The cash migration strategy continues with activities moving from branch to ADT and cash centre to SmartBox technology. The branch capacity has been successfully leveraged producing record sales for the period.
The FNB Digital strategy has seen:
- App volumes climb 65%
- Digital loan origination initiated
- Lifestyle orientated solutions (branded NAV), now available on App
- Invest, Connect and Insure products are all integrated onto the platform
Contributions from Retail and Commercial banking saw domestic profitability lift by 16% while the effort in creating scale in Insurance and Investment offerings show potential for growth opportunities.
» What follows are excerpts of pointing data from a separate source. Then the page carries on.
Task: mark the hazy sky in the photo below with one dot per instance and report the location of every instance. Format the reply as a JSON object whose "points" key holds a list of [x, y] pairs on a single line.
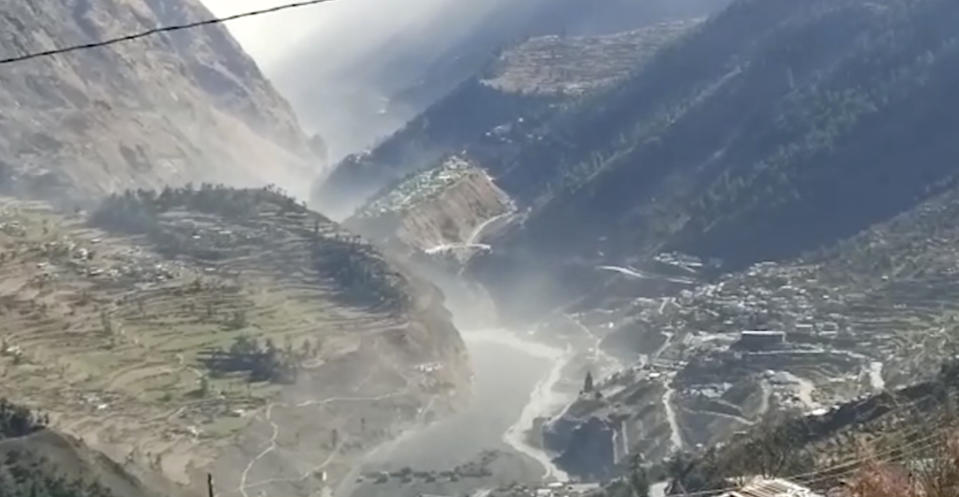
{"points": [[343, 25]]}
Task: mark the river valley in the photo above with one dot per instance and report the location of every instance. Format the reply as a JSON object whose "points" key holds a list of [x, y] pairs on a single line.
{"points": [[488, 443]]}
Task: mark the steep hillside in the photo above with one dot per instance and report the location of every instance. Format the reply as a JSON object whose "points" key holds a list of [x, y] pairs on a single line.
{"points": [[874, 313], [35, 460], [189, 331], [441, 210], [373, 85], [186, 106], [490, 116], [777, 127]]}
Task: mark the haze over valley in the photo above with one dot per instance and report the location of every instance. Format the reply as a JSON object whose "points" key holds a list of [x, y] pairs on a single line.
{"points": [[550, 248]]}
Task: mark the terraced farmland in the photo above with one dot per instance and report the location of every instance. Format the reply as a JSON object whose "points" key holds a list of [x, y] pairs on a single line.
{"points": [[108, 331]]}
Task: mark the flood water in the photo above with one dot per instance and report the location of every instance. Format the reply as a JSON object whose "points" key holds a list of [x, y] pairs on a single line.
{"points": [[505, 377]]}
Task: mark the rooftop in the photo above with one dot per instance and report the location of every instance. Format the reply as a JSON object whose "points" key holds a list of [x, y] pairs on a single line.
{"points": [[761, 487]]}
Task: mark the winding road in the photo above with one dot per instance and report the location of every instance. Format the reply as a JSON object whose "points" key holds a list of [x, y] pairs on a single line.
{"points": [[272, 446]]}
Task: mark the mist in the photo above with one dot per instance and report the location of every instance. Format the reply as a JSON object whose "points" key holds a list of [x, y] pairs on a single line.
{"points": [[357, 70]]}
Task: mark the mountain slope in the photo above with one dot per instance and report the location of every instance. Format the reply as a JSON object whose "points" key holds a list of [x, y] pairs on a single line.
{"points": [[175, 108], [492, 114], [389, 75], [775, 116], [176, 331]]}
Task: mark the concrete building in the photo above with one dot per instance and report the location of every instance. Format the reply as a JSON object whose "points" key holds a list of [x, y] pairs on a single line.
{"points": [[761, 340], [762, 487]]}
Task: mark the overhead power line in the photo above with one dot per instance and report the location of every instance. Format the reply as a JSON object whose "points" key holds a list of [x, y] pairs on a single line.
{"points": [[158, 30]]}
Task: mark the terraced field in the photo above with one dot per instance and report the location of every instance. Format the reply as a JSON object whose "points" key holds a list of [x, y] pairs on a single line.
{"points": [[109, 332]]}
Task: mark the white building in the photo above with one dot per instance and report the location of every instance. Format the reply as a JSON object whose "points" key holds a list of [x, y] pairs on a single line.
{"points": [[762, 487]]}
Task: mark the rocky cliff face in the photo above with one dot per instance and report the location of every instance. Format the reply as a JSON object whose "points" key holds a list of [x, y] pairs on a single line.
{"points": [[181, 107], [441, 210]]}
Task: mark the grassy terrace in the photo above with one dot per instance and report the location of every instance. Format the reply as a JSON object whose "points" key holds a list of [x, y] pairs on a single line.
{"points": [[106, 330]]}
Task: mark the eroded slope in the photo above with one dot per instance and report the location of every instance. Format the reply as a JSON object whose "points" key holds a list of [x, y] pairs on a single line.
{"points": [[186, 106]]}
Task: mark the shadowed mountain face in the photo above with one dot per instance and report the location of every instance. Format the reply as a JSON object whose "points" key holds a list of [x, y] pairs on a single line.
{"points": [[181, 107], [386, 76], [773, 129], [493, 115]]}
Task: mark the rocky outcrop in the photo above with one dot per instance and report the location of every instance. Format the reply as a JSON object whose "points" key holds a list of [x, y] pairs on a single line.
{"points": [[441, 210], [169, 109]]}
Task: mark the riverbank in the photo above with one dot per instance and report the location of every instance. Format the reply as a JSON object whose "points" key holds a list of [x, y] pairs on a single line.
{"points": [[487, 444]]}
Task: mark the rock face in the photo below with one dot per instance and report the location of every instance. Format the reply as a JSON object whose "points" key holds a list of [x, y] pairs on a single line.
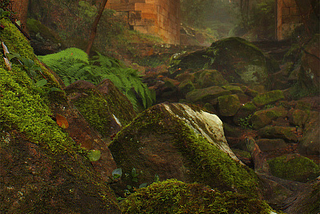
{"points": [[176, 141], [238, 61], [42, 168], [179, 197]]}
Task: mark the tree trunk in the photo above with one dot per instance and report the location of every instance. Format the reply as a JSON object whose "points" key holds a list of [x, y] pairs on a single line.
{"points": [[20, 7], [94, 26]]}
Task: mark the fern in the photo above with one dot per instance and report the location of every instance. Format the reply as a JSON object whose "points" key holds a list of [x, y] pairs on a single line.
{"points": [[73, 64]]}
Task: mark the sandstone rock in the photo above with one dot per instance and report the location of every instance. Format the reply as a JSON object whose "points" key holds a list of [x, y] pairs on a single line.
{"points": [[176, 141], [206, 95], [269, 145], [283, 132], [180, 197], [265, 117], [209, 78], [228, 105], [294, 167], [268, 97]]}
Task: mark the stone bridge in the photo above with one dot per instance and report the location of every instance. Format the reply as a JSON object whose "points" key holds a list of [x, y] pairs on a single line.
{"points": [[157, 17]]}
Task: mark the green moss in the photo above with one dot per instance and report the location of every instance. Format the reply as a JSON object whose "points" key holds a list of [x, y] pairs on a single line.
{"points": [[173, 196], [25, 115], [228, 104], [268, 97], [207, 164], [296, 168]]}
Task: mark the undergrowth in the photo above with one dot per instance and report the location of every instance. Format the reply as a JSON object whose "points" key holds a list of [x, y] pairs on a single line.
{"points": [[74, 64]]}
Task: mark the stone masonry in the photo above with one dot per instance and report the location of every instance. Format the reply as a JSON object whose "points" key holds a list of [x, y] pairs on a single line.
{"points": [[288, 18], [155, 17]]}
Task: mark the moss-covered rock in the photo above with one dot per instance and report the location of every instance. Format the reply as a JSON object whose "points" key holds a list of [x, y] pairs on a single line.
{"points": [[43, 170], [265, 117], [173, 196], [294, 167], [238, 61], [103, 106], [244, 114], [186, 86], [268, 97], [209, 78], [228, 105], [206, 95], [284, 132], [174, 141]]}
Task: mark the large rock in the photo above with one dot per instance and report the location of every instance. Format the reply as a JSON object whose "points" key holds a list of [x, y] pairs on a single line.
{"points": [[174, 196], [43, 170], [206, 95], [264, 117], [176, 141], [238, 61]]}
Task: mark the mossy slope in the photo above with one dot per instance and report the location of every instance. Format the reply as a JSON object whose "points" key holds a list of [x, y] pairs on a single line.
{"points": [[173, 196], [42, 169], [158, 143]]}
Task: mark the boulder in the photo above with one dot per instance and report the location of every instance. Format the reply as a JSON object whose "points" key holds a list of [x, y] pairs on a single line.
{"points": [[173, 196], [294, 167], [238, 60], [42, 168], [310, 144], [283, 132], [177, 141], [209, 78], [264, 117], [269, 145], [206, 95], [103, 106], [228, 105], [268, 97]]}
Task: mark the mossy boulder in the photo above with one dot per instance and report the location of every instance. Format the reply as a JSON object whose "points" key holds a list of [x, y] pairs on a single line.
{"points": [[238, 60], [209, 78], [264, 117], [228, 105], [43, 170], [186, 86], [173, 196], [294, 167], [283, 132], [310, 144], [43, 40], [206, 95], [244, 114], [176, 141], [268, 97], [103, 106]]}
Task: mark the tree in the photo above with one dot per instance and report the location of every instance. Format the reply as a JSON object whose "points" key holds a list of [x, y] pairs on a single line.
{"points": [[20, 7], [94, 26]]}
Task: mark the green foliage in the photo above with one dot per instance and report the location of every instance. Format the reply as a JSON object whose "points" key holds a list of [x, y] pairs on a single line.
{"points": [[245, 123], [173, 196], [73, 64]]}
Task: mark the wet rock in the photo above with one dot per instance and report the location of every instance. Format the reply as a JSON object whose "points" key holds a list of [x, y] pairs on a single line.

The Retail segment profits climbed by 18% with Commercial also up a healthy 12%. Retail saw excellent contributions from all client facing businesses with card, loans, residential mortgages, transactional and cash investments contributing double digit growth. Lending businesses benefitted from targeted advances growth and an improved ability to deliver their products through our digital platform. Advances growth was largely contained to the existing client base and we expect this trend to continue into the new year. Bad debt performance was again a key focus area. Excellent collections and targeted advances growth resulted in impairments drifting lower in the domestic portfolio.
Commercial growth was buoyed by gains made in the key transactional business coupled with advances growth across targeted portfolios, particularly within property and agriculture.
Deposit growth remained robust and FNB is now the leading retail deposit taker in the domestic market. This growth has come from both product and channel innovation which facilitates ease of use supported by compelling rates. Commercial deposits were again up 7% which is an excellent result given the existing high base.
FNB transactional volumes in debit card and credit card remained industry leading with total transaction volumes up 10% in the period.
FNB Rest of Africa profits were lower in the face of tough macro-economic conditions.
— Rich Simmonds (@RichSimmondsZA) May 16, 2018
Our client centric approach has produced dividends within FNB across our key segments in both Retail and Business banking environments. Client product take-up, has improved to 2.97 from 2.83 at June 2017.
Insurance activities again produced excellent revenue growth with the policy numbers reaching 3.7 million and recurring premiums (APE) growing 35%.
In terms of our investment in both community and small business, we were delighted to see eWallet send values grow to over R21 billion with almost 900,000 monthly senders using the facility. On the small business front, unsecured facilities to the SME’s grew to R17bn up 13% during the period.
“We are grateful to our stakeholders, particularly our staff who have again delivered on our helpfulness promise. The year ahead will see increased competition and we will further leverage our digital and client centric strategies to enable class leading growth,” concludes Mr Celliers.